本研究は、下記機関より支援を受けて実施されました。

  1. 日本医療研究開発機構(AMED)

    - 再生医療実現拠点ネットワークプログラム
    体外製造血小板の臨床実装に向けた巨核球の改造産生

  2. 再生・細胞医療・遺伝子治療実現加速化プログラム

    - 次世代医療を目指した再生・細胞医療・遺伝子治療研究開発拠点

    - 自家iPS細胞由来血小板製剤の臨床研究(iPLAT1)の事後検証と製剤改良

  3. NEDO経済安全保障重要技術育成プログラム
  4. 日本学術振興会

    - 基盤研究(S)

    - 萌芽研究

    - 若手研究

  5. iPS細胞研究基金
  6. JST 創発的研究支援事業(FOREST)
7. 用語説明

注1)iPS細胞由来巨核球株(imMKCL)
巨核球は造血幹細胞から作られ、血小板を生み出す細胞。巨核球は成熟すると核分裂はするが細胞分裂はしないという特殊な分裂を行い、大型で多核の細胞になる。imMKCLは、iPS細胞から出来る巨核球に遺伝子導入をすることにより樹立された、増幅と成熟の切り替えが可能な細胞株。

注2)KAT7(リジンアセチル基転移酵素7)
HBO1またはMYST2とも呼ばれるヒストンアセチル基転移酵素。ヒストンH3のリジン14およびヒストンH4のリジン5、8、12をアセチル化することで、染色体の構造や遺伝子発現、DNA複製、DNA修復を制御する。特にセントロメアの機能維持と染色体分配の正確性に重要な役割を果たす。

注3)cGAS-STING経路
細胞質内のDNAを感知する自然免疫応答経路。cGAS(環状GMP-AMP合成酵素)が細胞質DNAを検出すると、STING(インターフェロン遺伝子刺激因子)を活性化し、I型インターフェロンや炎症性サイトカインの産生を誘導する。染色体不安定性や細胞老化と関連している。

注4)セントロメア
染色体の中央部に位置する特殊な領域で、細胞分裂時に染色体を正確に娘細胞に分配するために不可欠な構造。セントロメアの機能不全は染色体不安定性を引き起こす。
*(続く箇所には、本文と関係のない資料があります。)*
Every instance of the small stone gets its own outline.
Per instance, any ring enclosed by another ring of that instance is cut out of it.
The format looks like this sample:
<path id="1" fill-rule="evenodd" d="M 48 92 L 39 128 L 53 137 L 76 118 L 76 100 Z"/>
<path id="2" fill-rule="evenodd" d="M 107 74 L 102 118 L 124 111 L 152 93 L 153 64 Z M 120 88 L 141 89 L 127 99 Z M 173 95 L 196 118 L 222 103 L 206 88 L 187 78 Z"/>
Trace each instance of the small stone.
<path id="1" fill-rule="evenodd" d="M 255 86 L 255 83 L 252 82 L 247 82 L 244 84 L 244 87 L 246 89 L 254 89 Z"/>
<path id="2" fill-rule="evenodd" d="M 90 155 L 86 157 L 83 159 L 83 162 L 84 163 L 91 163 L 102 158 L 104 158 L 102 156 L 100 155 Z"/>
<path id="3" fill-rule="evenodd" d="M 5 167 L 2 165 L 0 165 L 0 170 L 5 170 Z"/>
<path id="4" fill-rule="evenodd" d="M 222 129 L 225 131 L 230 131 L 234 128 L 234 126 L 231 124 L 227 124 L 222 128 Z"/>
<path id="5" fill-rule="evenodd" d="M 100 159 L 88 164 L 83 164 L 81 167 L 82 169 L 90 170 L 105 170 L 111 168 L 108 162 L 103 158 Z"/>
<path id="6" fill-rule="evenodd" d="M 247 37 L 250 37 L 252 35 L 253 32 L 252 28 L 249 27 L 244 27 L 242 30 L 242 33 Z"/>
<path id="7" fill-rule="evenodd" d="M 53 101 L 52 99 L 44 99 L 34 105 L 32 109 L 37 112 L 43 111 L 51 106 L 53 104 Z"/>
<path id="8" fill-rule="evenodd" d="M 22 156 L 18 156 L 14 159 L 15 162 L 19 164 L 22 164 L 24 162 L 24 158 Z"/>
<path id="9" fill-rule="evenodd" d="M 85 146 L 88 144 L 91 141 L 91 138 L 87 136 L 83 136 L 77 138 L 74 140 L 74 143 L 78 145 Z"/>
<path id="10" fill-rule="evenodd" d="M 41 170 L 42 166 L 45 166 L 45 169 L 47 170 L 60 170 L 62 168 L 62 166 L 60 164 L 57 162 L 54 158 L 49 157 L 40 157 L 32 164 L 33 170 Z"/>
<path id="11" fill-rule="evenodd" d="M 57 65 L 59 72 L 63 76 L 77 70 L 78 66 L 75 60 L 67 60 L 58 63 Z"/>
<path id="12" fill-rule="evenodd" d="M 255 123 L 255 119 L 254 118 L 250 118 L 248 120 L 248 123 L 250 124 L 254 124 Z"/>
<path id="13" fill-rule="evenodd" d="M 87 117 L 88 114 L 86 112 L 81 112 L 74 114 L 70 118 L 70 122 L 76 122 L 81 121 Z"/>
注5)Fucci(蛍光遍在性細胞周期インジケーター)
細胞周期の各段階を蛍光色で可視化できるレポーターシステム。G1期は赤色、S/G2/M期は緑色、G0期は蛍光を発しないことで細胞周期状態を識別できる。

注6)Werner症候群
WRN遺伝子の変異により、DNA修復不全と細胞老化が加速することで、思春期以降に早期老化症状(白髪、皮膚萎縮、糖尿病、骨粗鬆症など)を示す常染色体劣性遺伝疾患。

注7)RNA-seq解析
RNAの配列を網羅的に解析する手法で、細胞内でどの遺伝子がどれだけ発現しているかを高精度に測定することができる。遺伝子発現の違いや機能の解析に用いられる。

注8)RALB(RAS様癌原遺伝子B)
低分子量GTPaseの一種で、細胞の増殖、生存、分化などを制御する。免疫巨核球の発生制御因子であり、炎症性シグナルを増強する。

注9)微小核
正常な核とは別に細胞質内に形成される小さな核様構造。染色体分配異常や染色体断片化により生じ、染色体不安定性の指標となる。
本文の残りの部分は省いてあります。